The UN Secretary General has demanded an immediate end to fighting in the Eastern Ghouta in Syria, describing the rebel enclave as a “hell on earth”.
“I believe Eastern Ghouta cannot wait,” Antonio Guterres told the UN Security Council on Wednesday.
The Eastern Ghouta has been under fierce bombardment from government forces backed by Russian airpower in recent days.
The region is the last major rebel-held area near the capital Damascus.
The Syrian military says it is trying to liberate the area from what it terms terrorists – but it has also been accused of targeting civilians.
“This is a human tragedy that is unfolding in front of our eyes and I don’t think we can let things go on happening in this horrendous way,” Mr Guterres said.
He said an end to the fighting would allow the evacuation of hundreds of people who require urgent treatment as well as allowing humanitarian aid to reach the region.
UN human rights commissioner Zeid Raad Al Hussein has joined calls for an end to the conflict in the region.
“How much cruelty will it take before the international community… take resolute, concerted action to bring this monstrous campaign of annihilation to an end?” he said in a statement.
But Russia, which supports the Syrian government, said peace talks with the rebels had failed on Wednesday.
Moscow earlier called for an urgent Security Council meeting to discuss the violence in the Eastern Ghouta.
How bad is the situation in the Eastern Ghouta?
Pro-government forces, backed by Russia, intensified their efforts to retake the last major rebel stronghold on Sunday night.
A doctor working in the region says the situation is “catastrophic” – and he believes the international community has abandoned the people living there.
“They targeted everything: shops, markets, hospitals, schools, mosques, everything,” Dr Bassam told the BBC on Wednesday.
“Maybe every minute we have 10 or 20 air strikes… I will treat someone – and after a day or two they come again, injured again.”
“Where is the international community, where is (the UN) Security Council? … they abandoned us.
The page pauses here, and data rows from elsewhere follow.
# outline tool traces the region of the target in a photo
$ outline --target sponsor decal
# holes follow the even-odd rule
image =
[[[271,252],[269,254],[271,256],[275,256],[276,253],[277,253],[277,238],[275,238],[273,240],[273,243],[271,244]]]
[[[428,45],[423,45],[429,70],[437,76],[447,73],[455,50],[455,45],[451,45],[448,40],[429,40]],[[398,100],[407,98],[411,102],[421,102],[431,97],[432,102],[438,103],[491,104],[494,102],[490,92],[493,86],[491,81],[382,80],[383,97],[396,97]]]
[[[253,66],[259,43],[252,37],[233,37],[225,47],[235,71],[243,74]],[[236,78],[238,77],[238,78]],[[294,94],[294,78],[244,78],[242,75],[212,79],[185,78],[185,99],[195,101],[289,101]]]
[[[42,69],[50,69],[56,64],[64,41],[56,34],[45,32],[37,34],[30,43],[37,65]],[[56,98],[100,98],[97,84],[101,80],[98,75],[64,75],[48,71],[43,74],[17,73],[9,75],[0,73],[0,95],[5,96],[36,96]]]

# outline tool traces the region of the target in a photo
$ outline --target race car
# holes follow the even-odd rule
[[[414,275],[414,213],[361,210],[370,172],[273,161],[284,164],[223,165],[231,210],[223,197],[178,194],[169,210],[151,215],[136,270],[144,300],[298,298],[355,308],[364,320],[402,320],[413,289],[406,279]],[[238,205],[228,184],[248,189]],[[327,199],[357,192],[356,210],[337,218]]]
They leave us to be killed,” he said.
What is the death toll?
The UN says at least 346 civilians have been killed and 878 have been injured, mostly in airstrikes.
But they say precise figures are still difficult to establish.
“These figures are far from comprehensive, representing only those cases the UN Human Rights Office has managed to document in the midst of the chaos and destruction in Eastern Ghouta,” a statement said.
Activist groups have offered various estimates on the number of casualties.
The head of safety and security for the Union of Medical Care and Relief Organizations (UOSSM), which operates medical facilities in the Eastern Ghouta, told the BBC that 45 people had been killed and another 250 injured on Wednesday alone.
The UK-based Syrian Observatory for Human Rights put the total death toll since Sunday at 296.
It said that barrel bombs – containers filled with explosives and shrapnel – were used in government strikes on the towns of Jisreen and Kfar Batna on Wednesday.
It follows the bombardment on Tuesday of at least 10 towns and villages across the Eastern Ghouta.
Is humanitarian aid getting in?
No. The government has allowed one humanitarian convoy into the Eastern Ghouta since late November, and there are severe shortages of food.
A bundle of bread now costs close to 22 times the national average and 12% of children under five years old are said to be acutely malnourished.
On Wednesday, the International Committee of the Red Cross (ICRC) joined the UN in calling for emergency humanitarian access to allow much needed aid to be delivered and the wounded to be evacuated.
“Wounded victims are dying only because they cannot be treated in time. In some areas of Ghouta, entire families have no safe place to go,” the ICRC’s Marianne Gasser said in a statement.
What about the fighting elsewhere in Syria?
Meanwhile, pro-government fighters have been sent to the Kurdish enclave of Afrin in northern Syria to confront an offensive by Turkish troops and Syrian rebels.
Turkey fired shells near the advancing columns, which, it says, forced the pro-government fighters into retreat.
Afrin lies just south of the Turkish border. Turkey is trying to oust the Kurdish YPG militia, which controls the area and which has called on the Syrian military for help.
Syria has denounced the Turkish offensive as a “blatant attack” on its sovereignty, while Turkey has insisted it will not back down.
Syrian government forces are also carrying out offensives on the rebel-held north-western province of Idlib. The UN says more than 300,000 people have been displaced by the fighting there since December.